研究実績の概要 |
本研究では、第二言語音声習得を目的とした視聴覚トレーニングを日本語母語話者に対して行い、その効果を児童と成人の間で比較した。英語話者の成人は、音声を知覚する際、視覚で得た情報を聴覚の情報と統合するのに対し、日本語話者の成人は聴覚情報に頼り、視覚情報を聴覚情報と統合する傾向にない。こうした言語間での差は、6歳児の日本語話者と英語話者の間には表れず、母語の知覚を発達させるにつれて表れるものであった [1]。そこで本研究では、言語の発達段階にある日本語話者児童に対して、英語の音声を知覚するための視聴覚トレーニングを行い、視覚で得た情報を聴覚と統合して知覚できるようになるか、検証した。 平成27年度は、実験参加者(日本語話者の児童及び成人)に対し、10日間の英語音声視聴覚トレーニングを行い、日本語話者が英語音声/r/-/l/を識別できるようになるか、視覚、聴覚、視聴覚の3つの観点より測定した。その結果、トレーニングによってその識別能力は、児童及び成人共に有意に向上した。視聴覚による識別能力の向上は、聴覚のみによる識別能力の向上よりも有意に大きかったが、視覚のみによるものと比べて有意差は得られなかった。これは、視聴覚および視覚のみによる識別能力の向上が非常に高く、天井効果が起きたためであると推察される。さらに、児童と成人の間で向上率の差は得られなかった。 上記結果はすでに国際学会へ提出済みであり、現在査読を受けている。国際学会での発表だけでなく、国際ジャーナルへの投稿も今後行う予定である。

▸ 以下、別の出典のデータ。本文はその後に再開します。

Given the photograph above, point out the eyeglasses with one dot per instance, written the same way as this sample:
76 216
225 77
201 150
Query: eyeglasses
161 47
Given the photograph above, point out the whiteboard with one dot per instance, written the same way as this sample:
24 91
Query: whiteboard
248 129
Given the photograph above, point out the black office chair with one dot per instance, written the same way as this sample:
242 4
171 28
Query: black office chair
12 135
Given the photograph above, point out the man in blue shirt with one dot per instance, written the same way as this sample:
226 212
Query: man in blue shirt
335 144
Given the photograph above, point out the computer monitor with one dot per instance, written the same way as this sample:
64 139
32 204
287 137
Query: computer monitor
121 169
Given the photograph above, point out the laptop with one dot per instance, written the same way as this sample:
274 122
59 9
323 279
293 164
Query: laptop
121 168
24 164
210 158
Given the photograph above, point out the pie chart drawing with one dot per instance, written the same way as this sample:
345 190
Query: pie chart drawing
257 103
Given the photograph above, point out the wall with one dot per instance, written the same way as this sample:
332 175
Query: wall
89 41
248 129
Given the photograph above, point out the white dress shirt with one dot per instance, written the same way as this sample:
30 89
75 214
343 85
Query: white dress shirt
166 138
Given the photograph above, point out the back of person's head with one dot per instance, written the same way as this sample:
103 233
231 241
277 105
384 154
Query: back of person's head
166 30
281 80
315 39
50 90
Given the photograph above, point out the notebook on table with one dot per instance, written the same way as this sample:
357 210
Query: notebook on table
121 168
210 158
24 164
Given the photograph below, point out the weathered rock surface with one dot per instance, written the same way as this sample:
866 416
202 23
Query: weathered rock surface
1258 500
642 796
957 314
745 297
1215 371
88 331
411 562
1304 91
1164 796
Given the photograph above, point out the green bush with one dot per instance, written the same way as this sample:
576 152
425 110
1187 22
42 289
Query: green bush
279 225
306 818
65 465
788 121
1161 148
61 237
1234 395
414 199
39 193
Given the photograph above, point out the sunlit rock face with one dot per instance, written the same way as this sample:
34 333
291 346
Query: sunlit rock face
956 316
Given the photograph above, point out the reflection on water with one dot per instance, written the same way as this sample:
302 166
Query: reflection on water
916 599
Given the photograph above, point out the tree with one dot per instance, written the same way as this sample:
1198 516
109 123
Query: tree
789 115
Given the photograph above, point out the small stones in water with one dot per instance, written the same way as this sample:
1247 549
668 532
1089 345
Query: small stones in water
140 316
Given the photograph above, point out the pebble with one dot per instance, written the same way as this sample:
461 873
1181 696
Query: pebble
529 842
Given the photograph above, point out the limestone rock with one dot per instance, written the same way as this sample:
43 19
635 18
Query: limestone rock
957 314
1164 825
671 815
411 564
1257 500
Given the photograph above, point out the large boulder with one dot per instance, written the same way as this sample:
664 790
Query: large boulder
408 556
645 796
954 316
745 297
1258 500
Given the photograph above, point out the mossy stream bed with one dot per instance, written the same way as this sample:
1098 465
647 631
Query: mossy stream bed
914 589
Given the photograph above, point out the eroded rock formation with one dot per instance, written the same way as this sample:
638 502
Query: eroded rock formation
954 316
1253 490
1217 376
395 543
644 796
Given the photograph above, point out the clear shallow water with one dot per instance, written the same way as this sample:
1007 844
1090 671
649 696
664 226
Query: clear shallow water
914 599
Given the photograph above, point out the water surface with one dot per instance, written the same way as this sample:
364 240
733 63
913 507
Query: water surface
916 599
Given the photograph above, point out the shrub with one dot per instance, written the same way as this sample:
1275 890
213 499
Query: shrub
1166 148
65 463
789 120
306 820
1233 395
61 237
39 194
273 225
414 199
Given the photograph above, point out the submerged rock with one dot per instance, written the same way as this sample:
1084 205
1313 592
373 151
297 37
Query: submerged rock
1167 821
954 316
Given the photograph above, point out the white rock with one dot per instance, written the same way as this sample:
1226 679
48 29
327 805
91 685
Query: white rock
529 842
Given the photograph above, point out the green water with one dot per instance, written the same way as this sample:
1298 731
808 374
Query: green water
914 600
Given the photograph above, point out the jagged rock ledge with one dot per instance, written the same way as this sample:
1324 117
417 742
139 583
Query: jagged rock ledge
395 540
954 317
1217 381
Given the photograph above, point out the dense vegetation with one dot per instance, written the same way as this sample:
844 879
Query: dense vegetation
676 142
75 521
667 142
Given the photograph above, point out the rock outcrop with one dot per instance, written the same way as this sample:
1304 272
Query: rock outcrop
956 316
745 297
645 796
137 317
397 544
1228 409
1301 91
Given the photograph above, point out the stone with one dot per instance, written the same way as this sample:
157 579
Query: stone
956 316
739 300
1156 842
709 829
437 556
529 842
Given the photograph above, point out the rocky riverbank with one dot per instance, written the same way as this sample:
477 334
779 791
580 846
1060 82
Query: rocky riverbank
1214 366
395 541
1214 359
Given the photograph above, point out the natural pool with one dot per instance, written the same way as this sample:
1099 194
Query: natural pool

参考文献 [1] Sekiyama, K., Burnham, D., Tam, H., & Erdener, D. (2003). Auditory-visual speech perception development in Japanese and English speakers. AVSP 2003, 43-47.